Highlights from AI's power problem

My key takeaways from the series I wrote for Quartz about AI's Power Problem.

An abstract image of weights

This week, Quartz published a series of articles that I spent the last two months researching and writing. The series, called AI’s Power Problem, includes a state of play, a toolkit of people, podcasts, papers and books to follow as well as deep dives into what AI ethicists do and the nature of power in algorithmic systems. The full series is available to Quartz members.

This week’s newsletter is a highlights reel with a few of my personal observations - I hope you can check out the full series.

1. There’s no such thing as unbiased AI

Getting rid of bias in AI is impossible. Bias is inherent in our world, it is an integral part of human experience. We need to get better at recognizing sources of bias before it is propagated at speed and at immense scale. The harm happens before we see it.

2. Bias propagates along existing seams of inequality

Unexpected consequences of AI are a key concern and they pop up all the time. But many of these consequences are able to be foreseen - it’s just that they can’t be anticipated by people who don’t understand existing prejudice. Common problems in AI come from inequities that are already well known; whether they are gender, race or other types of minority representation. The first question to ask is “what do we already know about bias in this context?”

3. There are some places we shouldn’t use AI

AI can be used everywhere, right? This is worth challenging. There are places where AI is a bad fit; where human systems of backup are fragile and easily biased. For example, before we use AI to ration access to scarce resources in human social systems, we may need to reform and repair those systems. A good example is pre-trial evaluation in the criminal justice system, where the practical realities of how judges use algorithmic recommendations appear to run counter to people’s constitutional rights.

4. AI can make discrimination acceptable

AI’s ability to see patterns in data and associate characteristics in non-intuitive ways can be used in online advertising in a practice called “affinity profiling.” Affinity profiling uses personal characteristics and behavior traits rather than self-identified features such as gender or race. But because a person’s affinities are more opaque and less obvious, yet still correlate strongly with characteristics such as race, discrimination can hide in plain sight. This is an ethically dubious and legal grey area and is called “friction-free racism” by scholar and teacher Chris Gilliard.

5. Fairness isn’t free

AI optimizes for one thing - whether it’s profit or clicks or whatever. It won’t be fair unless it’s told to be. Sacrificing predictive power for fairness can be very expensive. But ignoring fairness is also expensive; mainly with reputation and harm to users. AI ethics needs to be driven from the top, which means that leaders need to understand why AI is different. Leaders need to guide people as they translate company values into practical standards.

6. Design is the future

AI design is different. In the age of AI, striving for “good design” means doing more work up front to define intent, anticipate consequences, map power and ensure explanations, justifications and accountabilities are sound. Before AI, a designer’s most valuable resource was glass or steel or plastic but now, it’s human behavior. AI acts in the real world and influences behavior beyond the initial product release, which means designers cannot escape that they are now responsible for the consequences of the use of technology. More diversity and inclusion can provide more design material and more meaningful evaluation of AI. Everyone is an AI designer now.

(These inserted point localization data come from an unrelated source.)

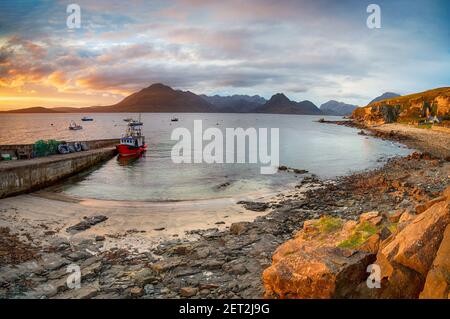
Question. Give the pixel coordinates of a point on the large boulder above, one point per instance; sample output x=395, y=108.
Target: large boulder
x=327, y=272
x=406, y=258
x=437, y=283
x=313, y=265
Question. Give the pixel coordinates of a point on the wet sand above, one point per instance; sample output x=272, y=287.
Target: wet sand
x=132, y=225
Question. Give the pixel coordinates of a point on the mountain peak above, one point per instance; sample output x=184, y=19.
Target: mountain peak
x=385, y=95
x=279, y=98
x=159, y=86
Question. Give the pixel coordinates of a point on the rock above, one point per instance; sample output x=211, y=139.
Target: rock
x=182, y=249
x=239, y=228
x=299, y=171
x=423, y=207
x=144, y=276
x=149, y=289
x=213, y=264
x=86, y=291
x=321, y=273
x=254, y=206
x=86, y=223
x=373, y=243
x=235, y=269
x=204, y=292
x=406, y=258
x=446, y=193
x=405, y=219
x=136, y=292
x=188, y=291
x=369, y=216
x=437, y=283
x=394, y=216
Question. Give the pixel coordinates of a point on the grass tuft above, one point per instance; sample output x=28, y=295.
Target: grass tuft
x=359, y=236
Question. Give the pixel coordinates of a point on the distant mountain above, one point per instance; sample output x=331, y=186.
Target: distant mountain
x=408, y=108
x=158, y=98
x=162, y=98
x=235, y=103
x=333, y=107
x=36, y=109
x=280, y=104
x=386, y=95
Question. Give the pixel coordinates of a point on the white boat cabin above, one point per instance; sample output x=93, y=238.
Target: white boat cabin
x=135, y=141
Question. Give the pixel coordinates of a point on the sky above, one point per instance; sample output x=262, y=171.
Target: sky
x=309, y=50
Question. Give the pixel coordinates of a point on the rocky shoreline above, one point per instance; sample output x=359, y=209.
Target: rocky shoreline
x=220, y=263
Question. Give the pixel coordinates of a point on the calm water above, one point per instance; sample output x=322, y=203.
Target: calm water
x=323, y=149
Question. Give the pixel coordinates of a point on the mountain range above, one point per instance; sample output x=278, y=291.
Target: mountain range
x=235, y=103
x=333, y=107
x=384, y=96
x=162, y=98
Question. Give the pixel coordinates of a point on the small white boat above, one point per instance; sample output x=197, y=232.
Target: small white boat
x=74, y=126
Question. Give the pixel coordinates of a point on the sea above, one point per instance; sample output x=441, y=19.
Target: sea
x=325, y=150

7. AI needs to think a bit more like us

Humans are very good at thinking about thinking. We can think about strategies for cognition and problem solving. We can reason about our thought processes and come up with ways to solve problems. We are good at reasoning about black boxes - just look at how we think about other people all the time. This is why mental models are so important in AI design - it’s vital to understand how a human will reason about what a machine is doing and how it makes decisions. AI can work better for humans if it too can apply reason to its thinking.

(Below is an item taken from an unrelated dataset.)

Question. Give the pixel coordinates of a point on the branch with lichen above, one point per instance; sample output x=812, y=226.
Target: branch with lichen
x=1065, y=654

8. It takes time to learn how to avoid the Black Mirror

It takes time to learn how to deal with new technologies. Researchers and lawyers who step in and work pro-bono for people harmed by algorithmic systems are at the front lines of the fight. Today this is a question of social justice systems but unfairness and power imbalance in AI systems goes beyond social justice. As a society we must deal with issues of AI injustice in social and government systems or risk a backlash which may deprive communities of its benefits. The lessons from groups such as AINow apply to all AI applications.

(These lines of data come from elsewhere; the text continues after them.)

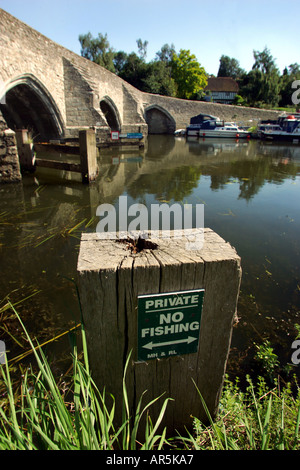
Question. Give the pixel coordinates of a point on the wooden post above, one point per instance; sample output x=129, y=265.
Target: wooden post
x=88, y=155
x=114, y=280
x=25, y=150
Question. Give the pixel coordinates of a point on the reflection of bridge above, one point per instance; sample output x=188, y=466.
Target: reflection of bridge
x=55, y=92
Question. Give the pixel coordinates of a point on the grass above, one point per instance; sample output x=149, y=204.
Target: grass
x=42, y=417
x=47, y=414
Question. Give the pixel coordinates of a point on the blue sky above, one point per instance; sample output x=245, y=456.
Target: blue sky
x=207, y=28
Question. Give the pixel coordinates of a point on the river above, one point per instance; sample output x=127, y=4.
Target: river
x=251, y=196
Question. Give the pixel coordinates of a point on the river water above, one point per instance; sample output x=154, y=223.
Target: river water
x=251, y=196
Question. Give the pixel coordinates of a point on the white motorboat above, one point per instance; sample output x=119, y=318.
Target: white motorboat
x=289, y=130
x=223, y=129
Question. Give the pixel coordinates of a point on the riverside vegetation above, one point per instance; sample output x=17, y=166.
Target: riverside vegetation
x=70, y=413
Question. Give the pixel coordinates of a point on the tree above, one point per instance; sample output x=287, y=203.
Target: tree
x=289, y=75
x=166, y=53
x=261, y=86
x=158, y=79
x=134, y=71
x=188, y=74
x=142, y=48
x=229, y=67
x=98, y=50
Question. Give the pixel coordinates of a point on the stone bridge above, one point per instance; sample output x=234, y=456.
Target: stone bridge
x=55, y=93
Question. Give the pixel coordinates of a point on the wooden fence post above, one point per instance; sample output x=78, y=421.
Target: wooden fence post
x=88, y=155
x=172, y=308
x=25, y=150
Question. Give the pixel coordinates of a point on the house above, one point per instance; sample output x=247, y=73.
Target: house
x=221, y=89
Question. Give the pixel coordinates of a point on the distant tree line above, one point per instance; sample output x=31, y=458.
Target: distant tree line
x=170, y=73
x=264, y=85
x=180, y=75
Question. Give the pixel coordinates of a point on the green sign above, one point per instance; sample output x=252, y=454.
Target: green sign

9. Bias is a consequence of being human

One of the reasons that humans have such incredible general intelligence is because we evolved our cognition under serious resource constraints. Our brains are energy efficient but do not have unlimited compute power. We have limited time; our life spans are just not that long. We have limited space inside our skulls. Bias is an outcome of the constraints we are under.

10. Bias in AI will force us to face it in ourselves

AI can reveal our biases in ways that force us out of denial and engage us in deeper reflection and conversation. The people with the “problem” are rarely the ones who get to design or have a say over the use of AI; they are the ones that are usually the decision subjects rather than the decision makers. AI design should include power mapping so that people understand how power is instantiated in AI and then design an ethical response. Our societies are not static and biases are progressively revealed. AI can play a role in progressing our societies, but are we ready?


People to follow:

Josh Lovejoy, Microsoft Cloud and AI

Annette Zimmerman, Princeton University

Jacob Metcalf, Data & Society

Jason Schultz, NYU, AI Now

John C. Havens, IEEE

Maria Axente, PwC UK

Chelsea Barabas, MIT

Michael Kearns, University of Pennsylvania

A must-read book: The Ethical Algorithm, Michael Kearns and Aaron Roth.

This relatively short read is best book I’ve come across to understand the science of ethical AI. It’s fabulously written and makes some otherwise difficult technical concepts easy to understand. I hardly ever needed to re-read paragraphs (which is how I measure this stuff). It’s also on point - highly prioritized with key concepts perfectly curated. If you only read one book, this one is it.


Here in the Cascades of Central Oregon, we are on lock down in an attempt to #FlattenTheCurve. Safeway is out of chicken (weird) and toilet paper (less weird but still perplexing). Kids are home from school or on their way. WHO let the dog out - she has been cleared, thankfully, so at least she can go out. Stay safe, people. Hopefully we can get back to talking about AI soon.